Денежная система рухнула. Чеканка «воровских копеек» при Лжедмитрии I, а затем и вовсе исчезновение серебра из обращения привели к тому, что в Новгороде купцы, как в древние времена, меняли воск на соль, а в Москве бояре платили слугам… пуговицами. «Не на что кафтан купить – всё казна забрала», – жаловался ремесленник в челобитной царю Михаилу.
Социальная нестабильность
Общество, словно раскалённый металл, трещало по швам. Дворяне, лишившиеся поместий, сбивались в шайки «шишей» – грабили обозы на смоленской дороге. Крестьяне, доведённые до отчаяния, присоединялись к восстанию Болотникова (1606–1607), чьи отряды под лозунгом «Бей бояр – найдешь рай!» дошли до стен Москвы. Даже казаки, эти «псы войны», разделились: одни целовали крест «царю Дмитрию», другие – королевичу Владиславу, третьи – шведскому принцу Карлу-Филиппу.
Власть теряла сакральность. После убийства Лжедмитрия II в Калуге (1610) и пленения Василия Шуйского поляками страна погрузилась в «безначалие». Семибоярщина, передавшая Кремль польскому гарнизону, стала символом предательства элит. «Кому верить? Все врут, все крадут!» – записал в дневнике купец из Ярославля, чей город стал оплотом Второго ополчения.
Утрата территорий
География горя России расширялась с каждым годом. На западе Речь Посполитая, воспользовавшись хаосом, отторгла Смоленск – «ключ-город» русской обороны. Его мощные стены, которые Сигизмунд III брал 20 месяцев, теперь украшали польские гербы. Шведы, вчерашние союзники, захватили Новгород и блокировали выход к Балтике, требуя признать принца Филиппа царём. Даже на юге, в чернозёмных уездах, ногайские мурзы, почуяв слабину, возобновили набеги, уводя пленников в Крым «татарскими шляхами».

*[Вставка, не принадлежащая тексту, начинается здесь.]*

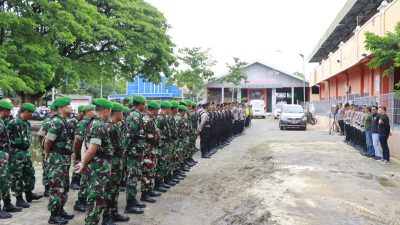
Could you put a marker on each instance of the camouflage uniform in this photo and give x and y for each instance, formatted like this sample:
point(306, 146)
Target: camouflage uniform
point(162, 124)
point(79, 135)
point(20, 162)
point(114, 131)
point(135, 144)
point(192, 122)
point(150, 153)
point(72, 126)
point(42, 132)
point(173, 143)
point(4, 175)
point(58, 161)
point(100, 167)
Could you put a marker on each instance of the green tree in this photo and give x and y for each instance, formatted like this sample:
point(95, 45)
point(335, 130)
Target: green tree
point(385, 51)
point(46, 44)
point(197, 71)
point(236, 75)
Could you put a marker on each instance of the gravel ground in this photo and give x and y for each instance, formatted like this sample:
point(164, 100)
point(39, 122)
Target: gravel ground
point(268, 176)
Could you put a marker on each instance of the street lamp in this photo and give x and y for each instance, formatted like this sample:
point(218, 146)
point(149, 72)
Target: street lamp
point(304, 79)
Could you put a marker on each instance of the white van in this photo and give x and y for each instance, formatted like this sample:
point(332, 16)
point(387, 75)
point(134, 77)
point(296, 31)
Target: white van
point(258, 107)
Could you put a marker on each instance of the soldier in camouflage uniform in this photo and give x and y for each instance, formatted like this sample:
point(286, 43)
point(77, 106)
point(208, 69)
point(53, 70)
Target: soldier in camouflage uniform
point(183, 136)
point(20, 162)
point(173, 130)
point(5, 110)
point(73, 123)
point(98, 158)
point(164, 147)
point(41, 137)
point(80, 204)
point(134, 143)
point(57, 150)
point(114, 130)
point(152, 137)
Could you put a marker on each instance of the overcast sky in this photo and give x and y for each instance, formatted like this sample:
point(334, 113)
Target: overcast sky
point(270, 31)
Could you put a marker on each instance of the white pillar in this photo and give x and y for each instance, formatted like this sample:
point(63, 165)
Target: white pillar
point(222, 95)
point(273, 99)
point(292, 95)
point(239, 99)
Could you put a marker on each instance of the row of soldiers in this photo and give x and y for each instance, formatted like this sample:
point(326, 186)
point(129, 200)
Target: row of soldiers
point(148, 143)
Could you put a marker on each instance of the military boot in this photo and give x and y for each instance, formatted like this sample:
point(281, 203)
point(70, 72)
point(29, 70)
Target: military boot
point(31, 196)
point(147, 198)
point(131, 207)
point(158, 186)
point(115, 216)
point(80, 205)
point(65, 215)
point(9, 207)
point(55, 218)
point(46, 191)
point(21, 202)
point(4, 215)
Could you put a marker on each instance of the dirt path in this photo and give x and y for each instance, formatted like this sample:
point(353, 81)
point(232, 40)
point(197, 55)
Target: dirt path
point(269, 176)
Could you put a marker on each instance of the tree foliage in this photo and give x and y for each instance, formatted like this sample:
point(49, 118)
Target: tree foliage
point(196, 72)
point(45, 44)
point(385, 50)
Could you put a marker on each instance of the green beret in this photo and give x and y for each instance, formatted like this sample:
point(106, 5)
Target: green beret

Но страшнее потери земель была утрата веры. Европа, ещё недавно пугавшаяся «московского медведя», теперь презрительно именовала Россию «страной-призраком». Английский посол Джон Мерик докладывал Якову I: «Здесь нет ни закона, ни армии, ни казны – лишь тень царства».
Послесловие к главе
К 1613 году, когда Земский собор избрал Михаила Романова, Россия напоминала тело, истерзанное ранами: обезлюдевшие города, опустевшая казна, армия, вооружённая рогатинами вместо пищалей. Но в этом апокалипсисе уже зрели семена возрождения. Как писал келарь Троице-Сергиева монастыря Авраамий Палицын: «Не до конца прогневался Господь – оставил нам зерно надежды в пепле». Этим зерном стал юный царь, чья корона весила тяжелее любой в Европе – ибо ей предстояло поднять целый мир из руин.